Note: COPIED from https://leimao.github.io/blog/MaxPoolingBackpropagation/
Introduction
I have once come up with a question “how do we do back propagation through maxpooling layer?”. The short answer is “there is no gradient with respect to nonmaximum values”.
Proof
Maxpooling is defined as
\[y = \max(x_1, x_2, \cdots, x_n)\]where $y$ is the output and $x_i$ is the value of the neuron.
Alternatively, we could consider maxpooling layer as an affine layer without bias terms. The weight matrix in this affine layer is not trainable though.
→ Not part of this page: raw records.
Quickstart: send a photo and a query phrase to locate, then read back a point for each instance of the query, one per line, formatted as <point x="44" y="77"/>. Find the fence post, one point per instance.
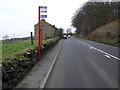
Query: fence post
<point x="31" y="38"/>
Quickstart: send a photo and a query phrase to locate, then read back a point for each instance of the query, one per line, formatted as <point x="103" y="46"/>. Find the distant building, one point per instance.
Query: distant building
<point x="48" y="30"/>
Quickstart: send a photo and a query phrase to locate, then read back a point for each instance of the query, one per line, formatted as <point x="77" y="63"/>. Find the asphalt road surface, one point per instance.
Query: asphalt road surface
<point x="85" y="64"/>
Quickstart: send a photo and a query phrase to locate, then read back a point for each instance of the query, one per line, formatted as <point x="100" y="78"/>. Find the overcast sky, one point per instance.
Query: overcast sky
<point x="18" y="17"/>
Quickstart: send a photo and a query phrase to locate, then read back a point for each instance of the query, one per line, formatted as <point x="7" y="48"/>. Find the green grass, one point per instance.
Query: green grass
<point x="10" y="49"/>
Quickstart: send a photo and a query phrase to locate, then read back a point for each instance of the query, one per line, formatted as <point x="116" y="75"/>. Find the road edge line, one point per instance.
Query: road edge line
<point x="51" y="67"/>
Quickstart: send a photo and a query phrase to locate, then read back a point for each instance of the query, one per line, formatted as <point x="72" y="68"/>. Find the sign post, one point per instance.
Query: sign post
<point x="41" y="9"/>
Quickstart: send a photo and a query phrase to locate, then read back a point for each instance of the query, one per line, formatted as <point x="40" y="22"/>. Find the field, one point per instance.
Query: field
<point x="10" y="49"/>
<point x="107" y="34"/>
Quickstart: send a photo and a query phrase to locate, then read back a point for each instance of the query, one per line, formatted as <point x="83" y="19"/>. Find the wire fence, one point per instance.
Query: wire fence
<point x="14" y="38"/>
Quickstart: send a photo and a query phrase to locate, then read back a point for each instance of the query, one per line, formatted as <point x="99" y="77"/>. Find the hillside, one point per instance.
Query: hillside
<point x="108" y="30"/>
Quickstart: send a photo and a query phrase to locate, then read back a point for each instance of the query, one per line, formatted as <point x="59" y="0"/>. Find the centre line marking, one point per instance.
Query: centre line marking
<point x="99" y="50"/>
<point x="107" y="56"/>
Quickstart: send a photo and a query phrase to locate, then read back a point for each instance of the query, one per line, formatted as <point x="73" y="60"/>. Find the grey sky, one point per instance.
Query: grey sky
<point x="19" y="16"/>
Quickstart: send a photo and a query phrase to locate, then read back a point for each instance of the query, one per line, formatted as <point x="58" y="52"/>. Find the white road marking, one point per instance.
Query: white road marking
<point x="107" y="56"/>
<point x="99" y="50"/>
<point x="48" y="74"/>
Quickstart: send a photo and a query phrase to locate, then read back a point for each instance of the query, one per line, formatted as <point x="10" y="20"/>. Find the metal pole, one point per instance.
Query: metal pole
<point x="31" y="38"/>
<point x="39" y="33"/>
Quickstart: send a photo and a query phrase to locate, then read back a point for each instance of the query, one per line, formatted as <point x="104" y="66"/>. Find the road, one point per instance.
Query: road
<point x="85" y="64"/>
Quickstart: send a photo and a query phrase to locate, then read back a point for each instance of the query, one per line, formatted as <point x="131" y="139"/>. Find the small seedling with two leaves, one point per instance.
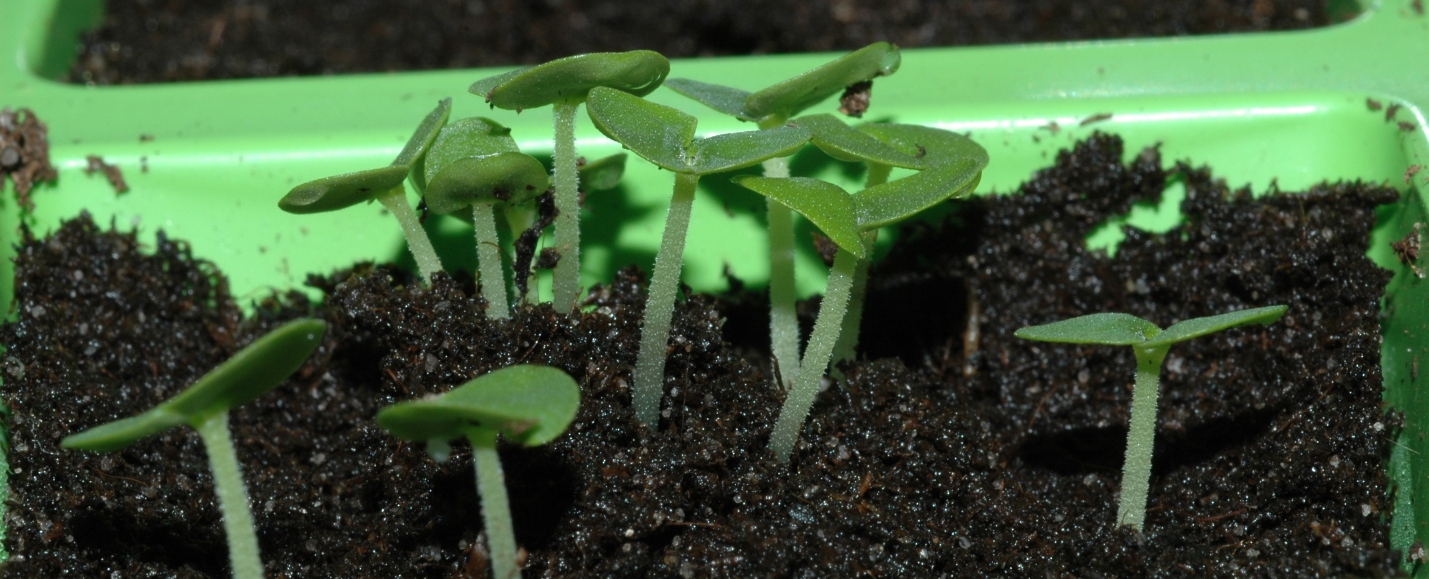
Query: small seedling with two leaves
<point x="565" y="83"/>
<point x="665" y="136"/>
<point x="528" y="405"/>
<point x="247" y="375"/>
<point x="1151" y="345"/>
<point x="382" y="185"/>
<point x="772" y="107"/>
<point x="949" y="166"/>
Concretely, for the output $y$ after maxpooling, we have
\[y = \sum_{i=1}^{n} w_i x_i\]where
\[w_i = \begin{cases} 1 & \text{if } x_i = \max(x_1, x_2, \cdots, x_n) \\ 0 & \text{otherwise} \end{cases}\]The gradient to each neuron is
\[\begin{aligned} \frac{\partial y}{\partial x_i} &= w_i \\ &= \begin{cases} 1 & \text{if } x_i = \max(x_1, x_2, \cdots, x_n) \\ 0 & \text{otherwise} \end{cases} \end{aligned}\]This simply means that the gradient to the neuron is $1$ for the neuron with the maximum value. The gradients for all the other neurons are $0$. The neurons whose gradients are $0$ do not contribute to the gradients in the earlier neurons due to the chain rule.
Conclusions
To sum up, there is no gradient with respect to nonmaximum values.